Cosine similarity from input to multiple targets.

Parameters:

reference (int) – Index of input transaction
targets (np.ndarray) – Indices of target transactions to compare
transactions (np.ndarray) – One-hot encoded transaction data (keyword-only)

Returns:

Cosine similarities from input to each target

Return type:

np.ndarray

niaarm.preprocessing.euclidean(reference, targets, *, cat_data, num_data, cat_weights, num_weights)

Euclidean distance from input to multiple targets.

Parameters:

reference (int) – Index of reference transaction
targets (np.ndarray) – Indices of target transactions to compare
cat_data (np.ndarray | None) – Categorical feature data (keyword-only)
num_data (np.ndarray | None) – Numerical feature data (keyword-only)
cat_weights (np.ndarray | None) – Squared weights for categorical features ( keyword-only)
num_weights (np.ndarray | None) – Squared weights for numerical features ( keyword-only)

Returns:

Distances from input to each target

Return type:

np.ndarray

niaarm.preprocessing.mean_or_mode(column): Aggregate function that returns the mode for categorical features, and the mean for numerical features.

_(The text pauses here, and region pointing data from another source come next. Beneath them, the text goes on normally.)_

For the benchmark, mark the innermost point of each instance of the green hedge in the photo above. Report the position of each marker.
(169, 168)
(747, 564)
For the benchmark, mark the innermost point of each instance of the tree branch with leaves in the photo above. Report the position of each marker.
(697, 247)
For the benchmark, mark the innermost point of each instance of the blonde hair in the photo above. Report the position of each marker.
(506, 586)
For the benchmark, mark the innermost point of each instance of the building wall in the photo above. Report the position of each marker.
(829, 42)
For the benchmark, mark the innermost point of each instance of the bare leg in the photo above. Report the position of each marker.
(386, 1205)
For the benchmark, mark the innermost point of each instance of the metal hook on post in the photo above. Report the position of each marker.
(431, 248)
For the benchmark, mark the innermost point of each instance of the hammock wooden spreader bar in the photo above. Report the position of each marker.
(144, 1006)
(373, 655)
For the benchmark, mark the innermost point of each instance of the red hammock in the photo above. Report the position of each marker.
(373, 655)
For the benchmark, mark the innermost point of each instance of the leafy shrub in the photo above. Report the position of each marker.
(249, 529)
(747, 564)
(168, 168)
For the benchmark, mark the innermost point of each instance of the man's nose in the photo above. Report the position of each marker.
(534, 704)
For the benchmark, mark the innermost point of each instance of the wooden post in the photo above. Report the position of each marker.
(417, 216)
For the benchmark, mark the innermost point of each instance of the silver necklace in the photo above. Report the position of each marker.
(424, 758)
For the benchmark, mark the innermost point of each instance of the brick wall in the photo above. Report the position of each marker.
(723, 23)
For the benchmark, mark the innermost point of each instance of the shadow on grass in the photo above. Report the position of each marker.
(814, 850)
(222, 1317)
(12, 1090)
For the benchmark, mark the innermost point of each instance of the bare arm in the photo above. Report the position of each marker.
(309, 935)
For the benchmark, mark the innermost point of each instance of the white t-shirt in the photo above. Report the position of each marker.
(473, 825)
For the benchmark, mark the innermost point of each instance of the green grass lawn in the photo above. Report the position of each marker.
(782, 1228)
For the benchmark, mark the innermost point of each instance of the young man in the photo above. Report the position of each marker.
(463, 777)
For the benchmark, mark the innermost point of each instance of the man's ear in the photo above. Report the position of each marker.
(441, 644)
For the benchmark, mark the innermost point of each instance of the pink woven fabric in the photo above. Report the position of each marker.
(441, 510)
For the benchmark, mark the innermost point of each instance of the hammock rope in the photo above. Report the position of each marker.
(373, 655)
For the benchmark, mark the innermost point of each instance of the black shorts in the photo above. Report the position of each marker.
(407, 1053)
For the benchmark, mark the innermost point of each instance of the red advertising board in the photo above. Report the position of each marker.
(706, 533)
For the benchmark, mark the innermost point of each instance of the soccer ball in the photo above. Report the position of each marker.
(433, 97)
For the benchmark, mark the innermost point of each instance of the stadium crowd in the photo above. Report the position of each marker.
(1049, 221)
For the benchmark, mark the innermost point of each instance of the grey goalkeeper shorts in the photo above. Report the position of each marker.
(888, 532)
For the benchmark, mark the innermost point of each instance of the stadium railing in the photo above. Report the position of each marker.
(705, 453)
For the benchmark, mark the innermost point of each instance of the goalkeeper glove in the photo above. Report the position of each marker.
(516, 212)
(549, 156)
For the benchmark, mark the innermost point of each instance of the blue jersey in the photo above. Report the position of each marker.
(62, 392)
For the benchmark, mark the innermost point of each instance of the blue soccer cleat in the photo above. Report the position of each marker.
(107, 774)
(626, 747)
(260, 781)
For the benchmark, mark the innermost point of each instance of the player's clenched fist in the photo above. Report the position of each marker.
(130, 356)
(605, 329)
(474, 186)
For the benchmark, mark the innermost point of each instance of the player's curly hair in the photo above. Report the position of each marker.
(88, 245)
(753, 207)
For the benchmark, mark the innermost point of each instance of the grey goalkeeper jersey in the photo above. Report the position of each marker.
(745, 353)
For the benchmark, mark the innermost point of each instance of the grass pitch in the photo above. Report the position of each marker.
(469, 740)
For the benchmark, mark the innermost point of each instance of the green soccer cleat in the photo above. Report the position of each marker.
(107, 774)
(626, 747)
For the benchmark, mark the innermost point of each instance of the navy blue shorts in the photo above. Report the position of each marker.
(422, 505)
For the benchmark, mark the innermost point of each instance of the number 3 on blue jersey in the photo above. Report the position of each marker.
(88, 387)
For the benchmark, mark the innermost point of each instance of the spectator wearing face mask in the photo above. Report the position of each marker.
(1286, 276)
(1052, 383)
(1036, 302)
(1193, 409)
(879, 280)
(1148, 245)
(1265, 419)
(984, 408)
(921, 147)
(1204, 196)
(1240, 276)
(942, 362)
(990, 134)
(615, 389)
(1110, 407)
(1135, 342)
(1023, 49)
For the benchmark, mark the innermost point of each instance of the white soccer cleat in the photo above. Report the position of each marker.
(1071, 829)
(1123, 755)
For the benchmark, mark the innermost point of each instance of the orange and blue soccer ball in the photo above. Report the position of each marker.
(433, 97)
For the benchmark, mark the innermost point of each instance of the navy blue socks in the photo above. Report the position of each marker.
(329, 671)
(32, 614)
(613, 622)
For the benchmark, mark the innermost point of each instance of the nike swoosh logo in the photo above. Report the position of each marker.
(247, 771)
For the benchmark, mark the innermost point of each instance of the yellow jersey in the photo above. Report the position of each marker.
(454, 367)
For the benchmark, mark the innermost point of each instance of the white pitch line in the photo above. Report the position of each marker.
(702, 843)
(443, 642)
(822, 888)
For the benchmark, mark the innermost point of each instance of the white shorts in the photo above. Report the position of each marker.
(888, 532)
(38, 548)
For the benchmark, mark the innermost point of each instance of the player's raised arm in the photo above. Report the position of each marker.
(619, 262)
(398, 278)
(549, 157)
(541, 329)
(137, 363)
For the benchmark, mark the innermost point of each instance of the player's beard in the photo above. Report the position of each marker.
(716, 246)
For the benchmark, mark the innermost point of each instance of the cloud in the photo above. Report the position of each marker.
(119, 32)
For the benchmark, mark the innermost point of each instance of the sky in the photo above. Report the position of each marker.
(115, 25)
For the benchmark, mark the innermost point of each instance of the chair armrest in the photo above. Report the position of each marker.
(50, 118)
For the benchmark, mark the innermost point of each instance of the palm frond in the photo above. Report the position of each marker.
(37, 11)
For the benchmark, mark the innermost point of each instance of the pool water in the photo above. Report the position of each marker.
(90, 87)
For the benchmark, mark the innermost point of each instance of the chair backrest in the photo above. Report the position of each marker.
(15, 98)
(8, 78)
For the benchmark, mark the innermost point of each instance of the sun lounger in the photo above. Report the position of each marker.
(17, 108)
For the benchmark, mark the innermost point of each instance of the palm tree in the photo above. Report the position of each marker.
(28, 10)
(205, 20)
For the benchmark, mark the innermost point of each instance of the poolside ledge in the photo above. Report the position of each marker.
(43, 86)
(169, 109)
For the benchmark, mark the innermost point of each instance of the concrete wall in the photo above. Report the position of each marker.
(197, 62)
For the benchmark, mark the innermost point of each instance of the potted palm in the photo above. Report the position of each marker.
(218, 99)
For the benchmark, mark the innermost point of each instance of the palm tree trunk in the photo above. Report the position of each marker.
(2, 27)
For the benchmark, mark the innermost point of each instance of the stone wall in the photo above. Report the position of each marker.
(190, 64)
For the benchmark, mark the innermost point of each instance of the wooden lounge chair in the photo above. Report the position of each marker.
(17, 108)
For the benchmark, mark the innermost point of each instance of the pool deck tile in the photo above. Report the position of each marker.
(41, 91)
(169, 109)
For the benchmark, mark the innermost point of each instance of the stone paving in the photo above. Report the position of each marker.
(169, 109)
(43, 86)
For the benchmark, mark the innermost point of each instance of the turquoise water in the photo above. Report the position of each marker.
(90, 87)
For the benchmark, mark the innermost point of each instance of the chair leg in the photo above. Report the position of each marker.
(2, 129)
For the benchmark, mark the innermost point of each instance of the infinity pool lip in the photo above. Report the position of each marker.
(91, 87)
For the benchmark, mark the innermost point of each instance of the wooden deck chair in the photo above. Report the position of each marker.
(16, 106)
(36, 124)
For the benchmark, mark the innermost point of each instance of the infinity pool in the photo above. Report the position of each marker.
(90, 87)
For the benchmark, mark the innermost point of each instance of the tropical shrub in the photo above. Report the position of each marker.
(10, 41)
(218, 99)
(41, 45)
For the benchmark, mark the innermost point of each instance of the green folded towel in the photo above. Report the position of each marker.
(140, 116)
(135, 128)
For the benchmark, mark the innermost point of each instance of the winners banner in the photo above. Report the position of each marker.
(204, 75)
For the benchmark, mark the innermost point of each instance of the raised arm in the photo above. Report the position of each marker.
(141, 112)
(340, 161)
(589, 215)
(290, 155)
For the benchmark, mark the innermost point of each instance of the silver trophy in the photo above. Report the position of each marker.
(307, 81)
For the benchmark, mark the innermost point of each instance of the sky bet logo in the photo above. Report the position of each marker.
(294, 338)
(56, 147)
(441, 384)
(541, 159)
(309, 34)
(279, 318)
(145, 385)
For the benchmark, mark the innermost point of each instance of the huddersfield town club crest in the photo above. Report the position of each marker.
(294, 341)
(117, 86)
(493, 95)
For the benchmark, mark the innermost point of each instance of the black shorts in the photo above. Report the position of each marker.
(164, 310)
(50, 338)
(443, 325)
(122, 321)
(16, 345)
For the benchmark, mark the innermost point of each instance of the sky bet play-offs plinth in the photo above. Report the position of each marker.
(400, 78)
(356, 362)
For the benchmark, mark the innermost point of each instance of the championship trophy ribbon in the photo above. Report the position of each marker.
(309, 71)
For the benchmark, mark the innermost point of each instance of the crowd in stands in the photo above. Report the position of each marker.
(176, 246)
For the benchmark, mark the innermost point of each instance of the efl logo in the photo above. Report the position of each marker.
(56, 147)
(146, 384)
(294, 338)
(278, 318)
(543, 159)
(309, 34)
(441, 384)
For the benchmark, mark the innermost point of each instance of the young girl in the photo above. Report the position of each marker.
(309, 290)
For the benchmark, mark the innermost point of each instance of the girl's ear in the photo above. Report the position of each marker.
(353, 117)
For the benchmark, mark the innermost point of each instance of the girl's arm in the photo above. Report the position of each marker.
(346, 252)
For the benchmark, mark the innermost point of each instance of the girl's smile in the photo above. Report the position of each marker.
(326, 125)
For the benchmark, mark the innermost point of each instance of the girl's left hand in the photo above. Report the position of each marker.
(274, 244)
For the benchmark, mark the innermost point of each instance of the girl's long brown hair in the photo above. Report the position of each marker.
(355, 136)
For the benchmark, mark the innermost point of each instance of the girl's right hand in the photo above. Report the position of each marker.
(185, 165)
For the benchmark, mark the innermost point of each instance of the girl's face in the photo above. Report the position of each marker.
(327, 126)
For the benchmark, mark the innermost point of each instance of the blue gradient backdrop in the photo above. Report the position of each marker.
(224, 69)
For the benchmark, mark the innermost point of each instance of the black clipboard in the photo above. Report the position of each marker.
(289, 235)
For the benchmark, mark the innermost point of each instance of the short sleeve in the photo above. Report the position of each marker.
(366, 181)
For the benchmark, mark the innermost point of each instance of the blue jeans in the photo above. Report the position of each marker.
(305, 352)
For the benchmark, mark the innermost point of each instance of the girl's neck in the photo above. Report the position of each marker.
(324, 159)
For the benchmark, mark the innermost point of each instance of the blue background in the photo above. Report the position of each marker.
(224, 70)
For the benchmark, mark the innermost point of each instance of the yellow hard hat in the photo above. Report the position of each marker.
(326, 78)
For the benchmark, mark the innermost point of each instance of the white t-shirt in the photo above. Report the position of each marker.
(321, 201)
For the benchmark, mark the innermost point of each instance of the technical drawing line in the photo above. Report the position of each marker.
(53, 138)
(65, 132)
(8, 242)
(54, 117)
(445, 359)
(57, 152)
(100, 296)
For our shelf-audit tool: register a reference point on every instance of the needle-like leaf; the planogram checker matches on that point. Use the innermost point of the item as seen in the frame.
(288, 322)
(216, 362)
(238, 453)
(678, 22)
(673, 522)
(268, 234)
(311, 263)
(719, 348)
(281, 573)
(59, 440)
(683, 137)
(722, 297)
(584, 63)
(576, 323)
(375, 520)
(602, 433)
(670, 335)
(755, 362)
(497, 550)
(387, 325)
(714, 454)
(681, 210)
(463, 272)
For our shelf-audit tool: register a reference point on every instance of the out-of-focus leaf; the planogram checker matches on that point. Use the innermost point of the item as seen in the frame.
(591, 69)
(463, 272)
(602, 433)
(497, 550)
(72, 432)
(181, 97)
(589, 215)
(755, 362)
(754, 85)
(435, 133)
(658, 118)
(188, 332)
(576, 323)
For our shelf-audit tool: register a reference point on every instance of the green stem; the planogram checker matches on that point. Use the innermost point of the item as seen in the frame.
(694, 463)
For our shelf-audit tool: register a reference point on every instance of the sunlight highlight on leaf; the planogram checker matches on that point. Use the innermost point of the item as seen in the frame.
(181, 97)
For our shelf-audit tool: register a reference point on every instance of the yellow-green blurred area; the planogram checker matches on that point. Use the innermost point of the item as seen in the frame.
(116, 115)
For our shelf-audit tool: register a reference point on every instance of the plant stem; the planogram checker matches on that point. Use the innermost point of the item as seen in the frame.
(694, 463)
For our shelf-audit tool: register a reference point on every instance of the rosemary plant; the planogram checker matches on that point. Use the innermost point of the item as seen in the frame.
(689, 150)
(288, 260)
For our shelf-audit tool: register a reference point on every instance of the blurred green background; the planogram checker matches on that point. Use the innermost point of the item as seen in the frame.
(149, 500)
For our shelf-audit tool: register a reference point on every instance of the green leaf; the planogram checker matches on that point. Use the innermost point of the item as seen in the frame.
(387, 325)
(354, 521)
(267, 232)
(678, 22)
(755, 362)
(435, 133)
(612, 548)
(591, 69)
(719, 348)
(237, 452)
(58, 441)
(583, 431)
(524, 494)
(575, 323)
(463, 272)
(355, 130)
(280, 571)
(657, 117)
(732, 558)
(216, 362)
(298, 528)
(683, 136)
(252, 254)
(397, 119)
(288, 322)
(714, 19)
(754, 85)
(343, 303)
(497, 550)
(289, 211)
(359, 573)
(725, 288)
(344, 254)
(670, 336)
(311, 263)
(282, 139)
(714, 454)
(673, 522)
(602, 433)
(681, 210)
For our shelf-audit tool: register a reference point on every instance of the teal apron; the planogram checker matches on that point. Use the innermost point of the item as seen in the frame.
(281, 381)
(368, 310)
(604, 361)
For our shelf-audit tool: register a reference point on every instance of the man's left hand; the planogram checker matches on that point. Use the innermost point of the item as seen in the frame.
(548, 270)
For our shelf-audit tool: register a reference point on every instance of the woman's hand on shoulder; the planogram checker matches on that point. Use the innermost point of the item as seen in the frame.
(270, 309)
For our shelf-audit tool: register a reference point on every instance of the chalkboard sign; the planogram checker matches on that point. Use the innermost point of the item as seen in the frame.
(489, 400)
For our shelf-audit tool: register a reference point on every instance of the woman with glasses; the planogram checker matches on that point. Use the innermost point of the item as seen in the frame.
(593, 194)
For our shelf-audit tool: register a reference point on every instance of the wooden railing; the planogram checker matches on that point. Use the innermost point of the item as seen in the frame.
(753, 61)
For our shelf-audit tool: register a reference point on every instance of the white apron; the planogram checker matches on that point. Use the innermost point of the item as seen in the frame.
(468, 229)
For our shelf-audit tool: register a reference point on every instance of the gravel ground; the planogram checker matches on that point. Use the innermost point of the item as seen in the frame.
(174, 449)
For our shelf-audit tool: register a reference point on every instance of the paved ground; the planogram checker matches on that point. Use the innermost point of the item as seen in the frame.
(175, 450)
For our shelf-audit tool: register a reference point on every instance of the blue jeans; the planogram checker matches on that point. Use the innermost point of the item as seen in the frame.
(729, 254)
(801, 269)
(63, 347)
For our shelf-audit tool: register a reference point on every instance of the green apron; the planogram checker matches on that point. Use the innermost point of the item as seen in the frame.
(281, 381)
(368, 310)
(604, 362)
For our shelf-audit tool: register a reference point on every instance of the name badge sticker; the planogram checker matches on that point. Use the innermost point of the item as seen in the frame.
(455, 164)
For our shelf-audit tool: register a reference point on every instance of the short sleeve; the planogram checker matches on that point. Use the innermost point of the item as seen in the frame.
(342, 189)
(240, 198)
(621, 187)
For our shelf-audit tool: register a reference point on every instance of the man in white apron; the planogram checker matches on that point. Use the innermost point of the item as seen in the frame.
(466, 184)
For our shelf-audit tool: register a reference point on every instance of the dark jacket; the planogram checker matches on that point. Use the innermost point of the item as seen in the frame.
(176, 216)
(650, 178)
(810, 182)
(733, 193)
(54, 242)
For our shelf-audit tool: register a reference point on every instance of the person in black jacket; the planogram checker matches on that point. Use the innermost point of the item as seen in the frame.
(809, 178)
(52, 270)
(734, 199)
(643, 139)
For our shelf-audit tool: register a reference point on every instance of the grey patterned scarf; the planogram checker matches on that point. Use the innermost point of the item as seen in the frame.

niaarm.preprocessing.squash(dataset, threshold, similarity='euclidean')

Squash dataset.

Parameters:

dataset (Dataset) – Dataset to squash.
threshold (float) – Similarity threshold. Should be between 0 and 1.
similarity (Literal["euclidean", "cosine"]) – Similarity measure for comparing transactions (euclidean or cosine). Default: ‘euclidean’.

Returns:

Squashed dataset.

Return type:

Dataset